Clustering in high-dimension. In this tutorial, we rely on an off-the-shelf K-means clustering, copy-pasted from the examples gallery of the KeOps library: feel free to replace it with a more clever scheme if needed!

from pykeops.torch import generic_argmin


def KMeans(x, K=10, Niter=10, verbose=True):
    N, D = x.shape  # Number of samples, dimension of the ambient space

    # Define our KeOps CUDA kernel:
    nn_search = generic_argmin(  # Argmin reduction for generic formulas:
        "SqDist(x,y)",  # A simple squared L2 distance
        "ind = Vi(1)",  # Output one index per "line" (reduction over "j")
        "x = Vi({})".format(D),  # 1st arg: one point per "line"
        "y = Vj({})".format(D),
    )  # 2nd arg: one point per "column"

    # K-means loop:
    # - x  is the point cloud,
    # - cl is the vector of class labels
    # - c  is the cloud of cluster centroids
    start = time.time()

    # Simplistic random initialization for the cluster centroids:
    perm = torch.randperm(N)
    idx = perm[:K]
    c = x[idx, :].clone()

    for i in range(Niter):
        cl = nn_search(x, c).view(-1)  # Points -> Nearest cluster
        Ncl = torch.bincount(cl).type(dtype)  # Class weights
        for d in range(D):  # Compute the cluster centroids with torch.bincount:
            c[:, d] = torch.bincount(cl, weights=x[:, d]) / Ncl
    if use_cuda:
        torch.cuda.synchronize()
    end = time.time()
    if verbose:
        print("KMeans performed in {:.3f}s.".format(end - start))

    return cl, c


lab_i, c_i = KMeans(X_i, K=100 if use_cuda else 10)
lab_j, c_j = KMeans(Y_j, K=400 if use_cuda else 10)

KMeans performed in 0.019s.
KMeans performed in 0.009s.

The average cluster size can be computed with one line of code:

std_i = ((X_i - c_i[lab_i, :]) ** 2).sum(1).mean().sqrt()
std_j = ((Y_j - c_j[lab_j, :]) ** 2).sum(1).mean().sqrt()

print(
    "Our clusters have standard deviations of {:.3f} and {:.3f}.".format(std_i, std_j)
)

Our clusters have standard deviations of 0.082 and 0.133.

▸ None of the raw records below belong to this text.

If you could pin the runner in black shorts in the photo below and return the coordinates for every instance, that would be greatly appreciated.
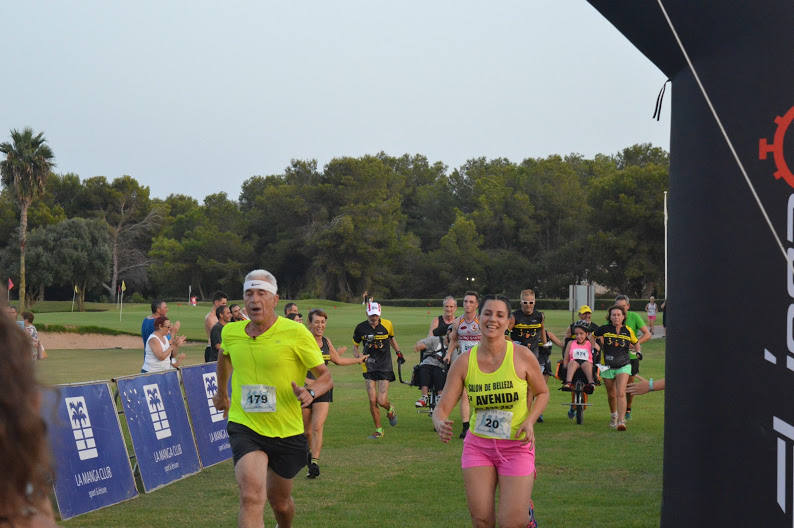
(377, 337)
(265, 426)
(315, 415)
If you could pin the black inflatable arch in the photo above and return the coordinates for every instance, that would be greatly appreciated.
(729, 408)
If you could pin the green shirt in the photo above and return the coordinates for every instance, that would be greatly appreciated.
(276, 358)
(635, 322)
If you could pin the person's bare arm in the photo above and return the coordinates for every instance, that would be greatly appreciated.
(321, 384)
(453, 389)
(433, 326)
(221, 398)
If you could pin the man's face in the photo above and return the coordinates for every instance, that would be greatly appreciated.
(528, 304)
(317, 325)
(470, 304)
(259, 304)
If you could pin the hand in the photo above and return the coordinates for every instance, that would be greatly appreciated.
(444, 429)
(302, 394)
(221, 403)
(527, 430)
(641, 386)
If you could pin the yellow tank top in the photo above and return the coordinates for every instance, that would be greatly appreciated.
(498, 399)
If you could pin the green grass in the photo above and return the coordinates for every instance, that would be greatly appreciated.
(587, 474)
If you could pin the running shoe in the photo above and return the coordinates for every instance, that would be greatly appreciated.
(314, 470)
(532, 522)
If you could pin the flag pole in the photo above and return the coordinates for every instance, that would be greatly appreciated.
(666, 289)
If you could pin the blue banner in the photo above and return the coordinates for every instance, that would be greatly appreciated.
(92, 466)
(159, 428)
(209, 425)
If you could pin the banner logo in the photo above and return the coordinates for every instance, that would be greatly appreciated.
(157, 411)
(210, 388)
(776, 148)
(81, 427)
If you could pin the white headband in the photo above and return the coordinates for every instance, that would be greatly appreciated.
(257, 284)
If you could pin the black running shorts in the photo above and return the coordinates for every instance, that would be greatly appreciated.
(376, 375)
(635, 367)
(327, 397)
(285, 456)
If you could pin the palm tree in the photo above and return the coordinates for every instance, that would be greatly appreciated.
(24, 171)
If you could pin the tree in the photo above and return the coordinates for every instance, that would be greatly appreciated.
(25, 170)
(75, 252)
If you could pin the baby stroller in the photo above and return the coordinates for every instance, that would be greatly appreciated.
(433, 361)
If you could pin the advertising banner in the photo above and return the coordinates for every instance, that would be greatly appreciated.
(159, 428)
(209, 425)
(91, 463)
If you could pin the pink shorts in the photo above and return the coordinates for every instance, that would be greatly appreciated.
(510, 457)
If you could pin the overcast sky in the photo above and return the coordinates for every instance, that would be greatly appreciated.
(196, 97)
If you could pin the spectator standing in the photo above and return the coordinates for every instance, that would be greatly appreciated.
(224, 315)
(439, 325)
(37, 347)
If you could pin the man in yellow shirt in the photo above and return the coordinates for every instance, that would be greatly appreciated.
(267, 358)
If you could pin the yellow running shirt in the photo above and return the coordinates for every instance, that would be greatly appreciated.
(264, 369)
(498, 399)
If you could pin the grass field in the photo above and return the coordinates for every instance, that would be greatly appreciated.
(587, 474)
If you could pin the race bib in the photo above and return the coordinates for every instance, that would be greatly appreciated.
(581, 353)
(258, 398)
(493, 423)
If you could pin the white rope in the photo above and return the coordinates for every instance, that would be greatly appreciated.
(722, 129)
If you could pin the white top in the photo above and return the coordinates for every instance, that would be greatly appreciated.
(150, 361)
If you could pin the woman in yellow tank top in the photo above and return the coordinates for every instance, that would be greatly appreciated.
(507, 393)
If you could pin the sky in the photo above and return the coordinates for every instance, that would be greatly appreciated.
(196, 97)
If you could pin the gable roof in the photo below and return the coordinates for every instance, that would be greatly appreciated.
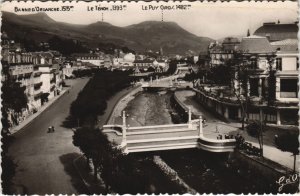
(276, 32)
(255, 44)
(286, 45)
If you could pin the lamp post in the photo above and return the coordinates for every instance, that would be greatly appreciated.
(190, 117)
(200, 127)
(124, 128)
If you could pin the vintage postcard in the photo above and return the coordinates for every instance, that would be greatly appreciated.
(161, 97)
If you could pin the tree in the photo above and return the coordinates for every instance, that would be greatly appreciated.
(93, 143)
(288, 142)
(241, 73)
(13, 99)
(110, 167)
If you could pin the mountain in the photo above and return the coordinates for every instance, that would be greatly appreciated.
(148, 35)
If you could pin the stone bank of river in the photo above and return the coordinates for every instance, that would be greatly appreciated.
(203, 171)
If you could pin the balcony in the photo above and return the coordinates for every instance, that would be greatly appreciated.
(288, 95)
(38, 95)
(53, 80)
(38, 85)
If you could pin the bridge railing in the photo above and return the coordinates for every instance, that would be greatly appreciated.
(158, 126)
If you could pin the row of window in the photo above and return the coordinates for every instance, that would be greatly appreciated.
(279, 64)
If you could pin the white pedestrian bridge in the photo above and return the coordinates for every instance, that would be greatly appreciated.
(167, 137)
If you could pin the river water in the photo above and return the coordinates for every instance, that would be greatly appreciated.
(203, 171)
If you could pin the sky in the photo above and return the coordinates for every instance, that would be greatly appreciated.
(209, 19)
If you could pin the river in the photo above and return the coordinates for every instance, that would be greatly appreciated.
(203, 171)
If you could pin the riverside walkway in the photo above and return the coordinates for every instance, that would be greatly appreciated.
(167, 137)
(167, 82)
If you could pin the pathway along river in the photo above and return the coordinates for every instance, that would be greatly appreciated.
(203, 171)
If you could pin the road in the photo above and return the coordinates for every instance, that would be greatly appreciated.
(44, 160)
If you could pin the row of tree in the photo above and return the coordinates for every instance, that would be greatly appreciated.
(14, 100)
(91, 101)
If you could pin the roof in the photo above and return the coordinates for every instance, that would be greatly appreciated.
(231, 40)
(144, 61)
(286, 45)
(277, 32)
(255, 44)
(86, 55)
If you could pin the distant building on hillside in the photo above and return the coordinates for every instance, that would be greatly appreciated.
(93, 58)
(276, 31)
(219, 53)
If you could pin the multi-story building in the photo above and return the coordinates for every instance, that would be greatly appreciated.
(220, 53)
(287, 78)
(93, 58)
(258, 56)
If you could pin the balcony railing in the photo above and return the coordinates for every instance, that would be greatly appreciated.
(288, 95)
(38, 85)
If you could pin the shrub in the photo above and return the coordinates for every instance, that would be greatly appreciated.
(253, 129)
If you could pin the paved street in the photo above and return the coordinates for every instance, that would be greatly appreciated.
(44, 159)
(270, 151)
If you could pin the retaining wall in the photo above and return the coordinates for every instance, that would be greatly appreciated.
(122, 103)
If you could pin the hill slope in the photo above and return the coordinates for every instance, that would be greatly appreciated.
(140, 37)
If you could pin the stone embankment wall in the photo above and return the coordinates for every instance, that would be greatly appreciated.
(263, 167)
(245, 164)
(172, 174)
(122, 103)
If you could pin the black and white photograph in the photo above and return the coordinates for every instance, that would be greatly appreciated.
(149, 97)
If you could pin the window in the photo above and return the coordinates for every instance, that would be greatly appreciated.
(288, 88)
(253, 63)
(279, 64)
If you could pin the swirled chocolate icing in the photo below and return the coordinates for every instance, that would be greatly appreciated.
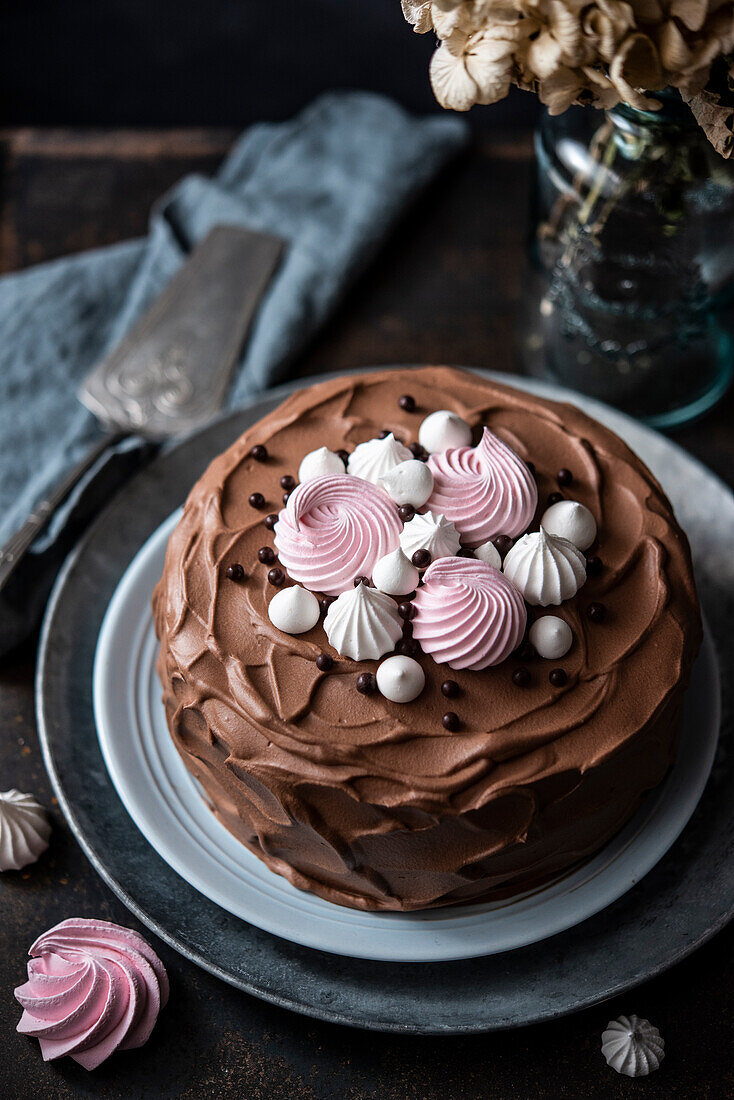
(374, 804)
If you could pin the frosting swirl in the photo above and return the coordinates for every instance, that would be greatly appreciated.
(92, 988)
(468, 615)
(484, 491)
(333, 529)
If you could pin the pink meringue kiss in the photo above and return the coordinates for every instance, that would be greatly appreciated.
(468, 614)
(92, 988)
(333, 529)
(484, 491)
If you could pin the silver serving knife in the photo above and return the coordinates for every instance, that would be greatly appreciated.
(171, 373)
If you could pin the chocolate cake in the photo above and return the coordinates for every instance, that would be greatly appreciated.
(473, 767)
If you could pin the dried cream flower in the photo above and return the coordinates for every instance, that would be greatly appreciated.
(601, 52)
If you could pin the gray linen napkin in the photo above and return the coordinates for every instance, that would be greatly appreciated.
(330, 182)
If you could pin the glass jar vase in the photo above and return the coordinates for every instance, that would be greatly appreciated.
(631, 273)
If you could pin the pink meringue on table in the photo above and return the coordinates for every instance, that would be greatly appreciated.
(92, 988)
(333, 529)
(484, 491)
(468, 614)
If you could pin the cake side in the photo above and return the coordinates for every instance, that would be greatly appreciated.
(374, 804)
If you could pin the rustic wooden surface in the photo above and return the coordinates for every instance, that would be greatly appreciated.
(445, 288)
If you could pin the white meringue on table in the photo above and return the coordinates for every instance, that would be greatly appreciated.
(551, 637)
(633, 1046)
(363, 624)
(545, 569)
(571, 520)
(441, 430)
(401, 679)
(431, 532)
(376, 458)
(319, 463)
(411, 482)
(489, 553)
(294, 609)
(395, 574)
(24, 829)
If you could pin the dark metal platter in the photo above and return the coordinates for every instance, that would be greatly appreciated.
(676, 908)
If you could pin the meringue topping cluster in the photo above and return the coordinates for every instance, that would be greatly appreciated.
(428, 525)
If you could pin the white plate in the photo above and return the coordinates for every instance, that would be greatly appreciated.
(168, 807)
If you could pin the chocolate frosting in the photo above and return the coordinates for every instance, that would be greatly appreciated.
(374, 804)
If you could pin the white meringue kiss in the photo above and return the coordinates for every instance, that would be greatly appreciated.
(395, 574)
(294, 609)
(363, 624)
(411, 482)
(545, 569)
(489, 553)
(633, 1046)
(551, 637)
(376, 458)
(319, 463)
(571, 520)
(435, 534)
(441, 430)
(24, 829)
(401, 679)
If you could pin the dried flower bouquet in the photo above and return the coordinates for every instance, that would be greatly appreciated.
(570, 52)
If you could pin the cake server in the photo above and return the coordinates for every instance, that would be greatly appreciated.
(171, 372)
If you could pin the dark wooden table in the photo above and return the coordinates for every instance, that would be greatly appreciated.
(444, 289)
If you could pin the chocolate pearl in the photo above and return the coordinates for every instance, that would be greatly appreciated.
(525, 651)
(367, 683)
(502, 543)
(418, 452)
(596, 613)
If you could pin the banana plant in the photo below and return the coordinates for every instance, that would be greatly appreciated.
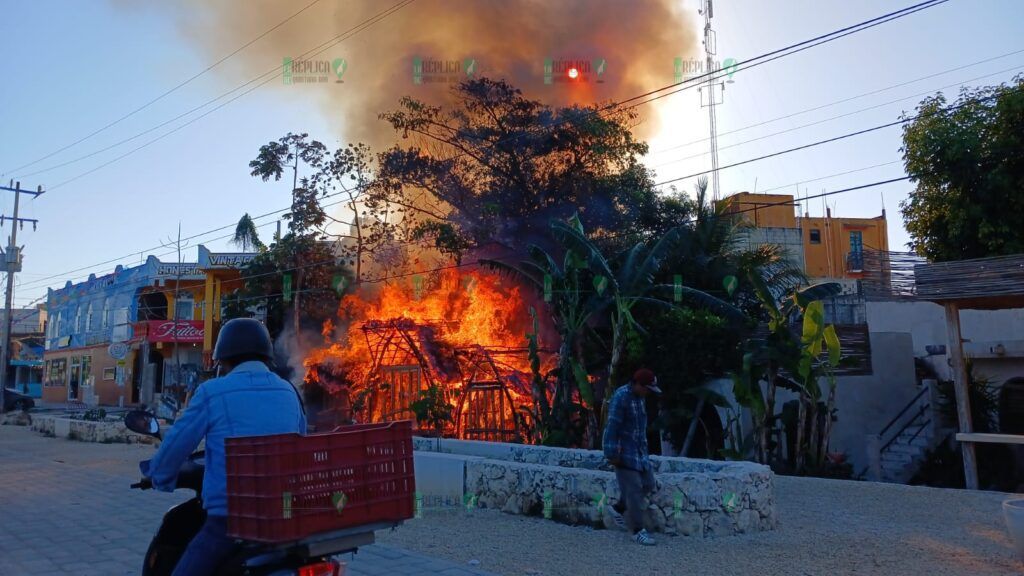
(628, 280)
(766, 357)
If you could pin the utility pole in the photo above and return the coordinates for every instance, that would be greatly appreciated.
(12, 264)
(711, 48)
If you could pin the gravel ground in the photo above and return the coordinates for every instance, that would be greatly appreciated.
(826, 528)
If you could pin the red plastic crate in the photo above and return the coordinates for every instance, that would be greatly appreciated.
(286, 487)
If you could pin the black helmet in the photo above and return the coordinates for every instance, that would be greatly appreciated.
(243, 337)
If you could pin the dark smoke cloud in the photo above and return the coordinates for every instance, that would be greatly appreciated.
(508, 39)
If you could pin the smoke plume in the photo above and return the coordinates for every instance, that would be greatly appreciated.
(637, 40)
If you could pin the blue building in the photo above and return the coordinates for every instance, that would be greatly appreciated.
(126, 336)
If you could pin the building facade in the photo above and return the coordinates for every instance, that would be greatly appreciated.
(829, 247)
(138, 333)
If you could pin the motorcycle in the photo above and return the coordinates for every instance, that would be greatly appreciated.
(309, 557)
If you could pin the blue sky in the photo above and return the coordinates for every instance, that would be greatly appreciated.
(76, 66)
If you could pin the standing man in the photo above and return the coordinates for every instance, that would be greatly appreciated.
(626, 448)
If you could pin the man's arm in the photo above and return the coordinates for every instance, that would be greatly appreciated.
(179, 443)
(612, 430)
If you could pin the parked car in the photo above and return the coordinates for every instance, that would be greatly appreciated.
(13, 400)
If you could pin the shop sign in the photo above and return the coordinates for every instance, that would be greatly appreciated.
(231, 260)
(118, 351)
(183, 331)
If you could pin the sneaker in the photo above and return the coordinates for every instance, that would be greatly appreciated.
(643, 538)
(616, 518)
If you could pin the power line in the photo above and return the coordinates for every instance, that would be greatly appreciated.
(269, 75)
(32, 284)
(824, 141)
(786, 51)
(801, 127)
(689, 83)
(844, 100)
(163, 95)
(473, 263)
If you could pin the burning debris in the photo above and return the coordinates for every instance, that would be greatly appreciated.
(464, 334)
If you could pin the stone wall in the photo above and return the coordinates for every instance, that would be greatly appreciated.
(87, 430)
(694, 498)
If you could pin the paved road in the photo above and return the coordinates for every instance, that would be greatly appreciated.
(66, 508)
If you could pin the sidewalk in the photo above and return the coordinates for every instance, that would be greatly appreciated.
(67, 509)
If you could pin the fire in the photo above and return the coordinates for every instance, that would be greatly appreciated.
(465, 333)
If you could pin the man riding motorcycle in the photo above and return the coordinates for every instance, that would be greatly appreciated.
(248, 401)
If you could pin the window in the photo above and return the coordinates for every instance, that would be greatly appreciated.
(86, 367)
(57, 371)
(184, 307)
(856, 241)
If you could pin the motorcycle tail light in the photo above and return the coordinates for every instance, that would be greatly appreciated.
(322, 569)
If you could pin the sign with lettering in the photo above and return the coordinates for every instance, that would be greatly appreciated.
(118, 351)
(182, 331)
(238, 259)
(184, 271)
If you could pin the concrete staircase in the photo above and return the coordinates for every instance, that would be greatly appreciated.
(897, 452)
(903, 457)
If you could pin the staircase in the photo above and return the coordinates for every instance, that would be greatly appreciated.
(896, 453)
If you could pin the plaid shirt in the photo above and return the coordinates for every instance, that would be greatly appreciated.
(626, 433)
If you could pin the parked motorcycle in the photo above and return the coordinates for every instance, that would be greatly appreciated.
(309, 557)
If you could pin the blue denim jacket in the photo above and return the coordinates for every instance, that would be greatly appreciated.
(249, 401)
(626, 432)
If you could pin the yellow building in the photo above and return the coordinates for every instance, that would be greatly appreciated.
(833, 247)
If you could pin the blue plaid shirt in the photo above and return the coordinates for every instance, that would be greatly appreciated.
(626, 433)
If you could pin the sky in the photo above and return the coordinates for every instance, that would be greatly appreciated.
(76, 66)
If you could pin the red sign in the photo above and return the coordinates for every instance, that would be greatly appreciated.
(185, 331)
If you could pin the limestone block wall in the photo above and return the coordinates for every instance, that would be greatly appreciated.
(694, 498)
(86, 430)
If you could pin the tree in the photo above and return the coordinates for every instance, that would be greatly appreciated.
(306, 215)
(375, 225)
(967, 164)
(246, 237)
(782, 358)
(497, 167)
(266, 277)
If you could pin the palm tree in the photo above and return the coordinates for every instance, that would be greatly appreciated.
(628, 280)
(572, 306)
(246, 236)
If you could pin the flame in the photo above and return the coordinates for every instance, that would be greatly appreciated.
(461, 326)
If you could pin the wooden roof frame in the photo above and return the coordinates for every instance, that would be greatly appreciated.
(994, 283)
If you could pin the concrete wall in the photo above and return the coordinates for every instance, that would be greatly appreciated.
(866, 404)
(985, 329)
(695, 497)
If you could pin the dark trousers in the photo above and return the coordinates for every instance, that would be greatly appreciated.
(208, 550)
(633, 487)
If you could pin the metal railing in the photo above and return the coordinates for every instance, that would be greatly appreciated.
(855, 261)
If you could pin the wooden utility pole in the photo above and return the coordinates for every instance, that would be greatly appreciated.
(962, 385)
(12, 264)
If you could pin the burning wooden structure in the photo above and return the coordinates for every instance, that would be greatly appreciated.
(462, 334)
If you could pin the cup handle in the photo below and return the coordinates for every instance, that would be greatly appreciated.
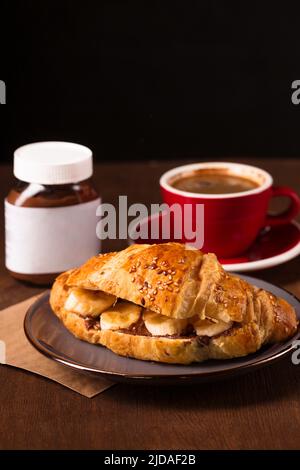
(286, 216)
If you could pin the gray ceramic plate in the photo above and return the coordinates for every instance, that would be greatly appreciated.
(51, 338)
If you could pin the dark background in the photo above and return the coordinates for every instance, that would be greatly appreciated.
(137, 80)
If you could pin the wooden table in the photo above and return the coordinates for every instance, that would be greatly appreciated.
(260, 410)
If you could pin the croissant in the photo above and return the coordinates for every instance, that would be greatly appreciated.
(168, 303)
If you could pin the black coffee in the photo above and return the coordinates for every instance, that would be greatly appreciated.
(213, 182)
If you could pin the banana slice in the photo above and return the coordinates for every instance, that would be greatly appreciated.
(87, 302)
(123, 315)
(160, 325)
(210, 328)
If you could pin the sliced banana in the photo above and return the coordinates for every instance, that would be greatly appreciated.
(207, 327)
(122, 316)
(160, 325)
(87, 302)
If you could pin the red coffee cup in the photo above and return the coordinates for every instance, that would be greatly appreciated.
(231, 221)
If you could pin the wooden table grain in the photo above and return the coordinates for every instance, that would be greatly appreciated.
(260, 410)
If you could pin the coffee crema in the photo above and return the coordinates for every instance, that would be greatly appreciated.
(213, 181)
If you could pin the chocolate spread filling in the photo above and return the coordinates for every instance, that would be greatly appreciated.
(139, 328)
(92, 323)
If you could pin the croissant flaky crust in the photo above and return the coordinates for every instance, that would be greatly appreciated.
(168, 303)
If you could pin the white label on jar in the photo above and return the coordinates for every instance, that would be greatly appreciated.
(41, 240)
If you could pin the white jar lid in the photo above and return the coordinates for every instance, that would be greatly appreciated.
(53, 163)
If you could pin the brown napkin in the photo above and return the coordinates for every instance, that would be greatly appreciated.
(15, 350)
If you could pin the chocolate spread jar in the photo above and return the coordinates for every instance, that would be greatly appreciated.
(50, 213)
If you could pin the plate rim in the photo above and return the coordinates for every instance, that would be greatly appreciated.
(164, 377)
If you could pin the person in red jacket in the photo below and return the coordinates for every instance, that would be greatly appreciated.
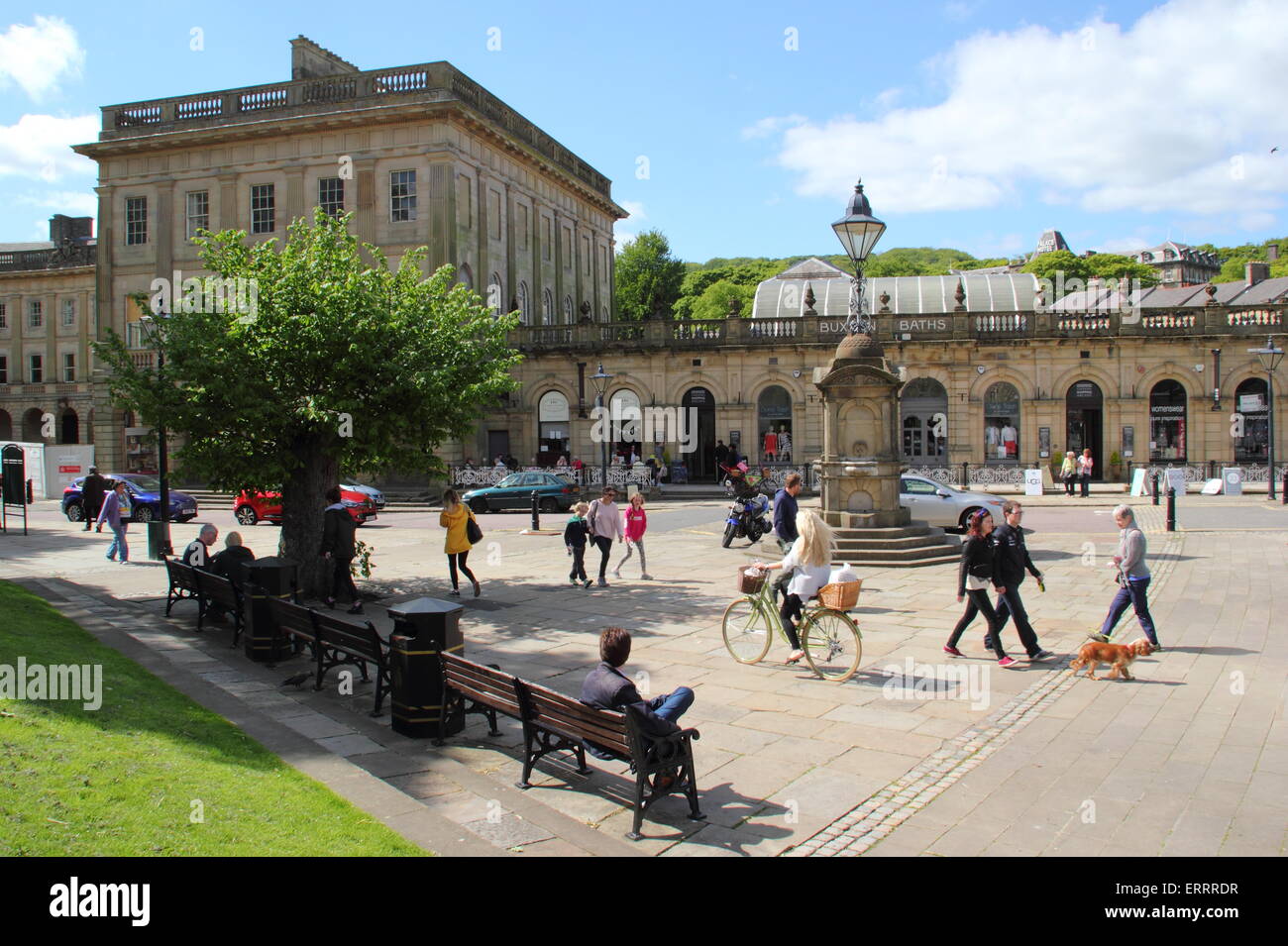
(636, 521)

As expected, our samples are now distributed in small, convex clusters that partition the input data:

# sphinx_gallery_thumbnail_number = 2
plt.figure(figsize=(12, 12))

ax1 = plt.subplot(2, 2, 1)
plt.title("Dimensions 0, 1")
ax2 = plt.subplot(2, 2, 2)
plt.title("Dimensions 2, 3")
ax3 = plt.subplot(2, 2, 3)
plt.title("Dimensions 0, 1")
ax4 = plt.subplot(2, 2, 4)
plt.title("Dimensions 2, 3")

display_4d_samples(ax1, ax2, X_i, lab_i)
display_4d_samples(ax3, ax4, Y_j, lab_j)

plt.tight_layout()

To use this information in the multiscale Sinkhorn algorithm, we should simply provide:

• explicit labels and weights for both input measures,

• a typical cluster_scale which specifies the iteration at which the Sinkhorn loop jumps from a coarse to a fine representation of the data.

Loss = SamplesLoss(
    "sinkhorn",
    p=2,
    blur=0.05,
    scaling=0.8,
    cluster_scale=max(std_i, std_j),
    verbose=True,
)

# To specify explicit cluster labels, SamplesLoss also requires
# explicit weights. Let's go with the default option - a uniform distribution:
a_i = torch.ones(N).type(dtype) / N
b_j = torch.ones(M).type(dtype) / M

start = time.time()
# 6 args -> labels_i, weights_i, locations_i, labels_j, weights_j, locations_j
Wass_xy = Loss(lab_i, a_i, X_i, lab_j, b_j, Y_j)
if use_cuda:
    torch.cuda.synchronize()
end = time.time()

100x400 clusters, computed at scale = 0.133
Successive scales :  4.012, 4.012, 3.210, 2.568, 2.054, 1.643, 1.315, 1.052, 0.841, 0.673, 0.538, 0.431, 0.345, 0.276, 0.221, 0.176, 0.141, 0.113, 0.090, 0.072, 0.058, 0.050
Jump from coarse to fine between indices 16 (σ=0.141) and 17 (σ=0.113).
Keep 13111/40000 = 32.8% of the coarse cost matrix.
Keep 2710/10000 = 27.1% of the coarse cost matrix.
Keep 26776/160000 = 16.7% of the coarse cost matrix.

That’s it! As expected, leveraging the structure of the data has allowed us to gain another ~10 speedup on large-scale transportation problems:

print(
    "Wasserstein distance: {:.3f}, computed in {:.3f}s.".format(
        Wass_xy.item(), end - start
    )
)


plt.show()

Wasserstein distance: 0.509, computed in 0.803s.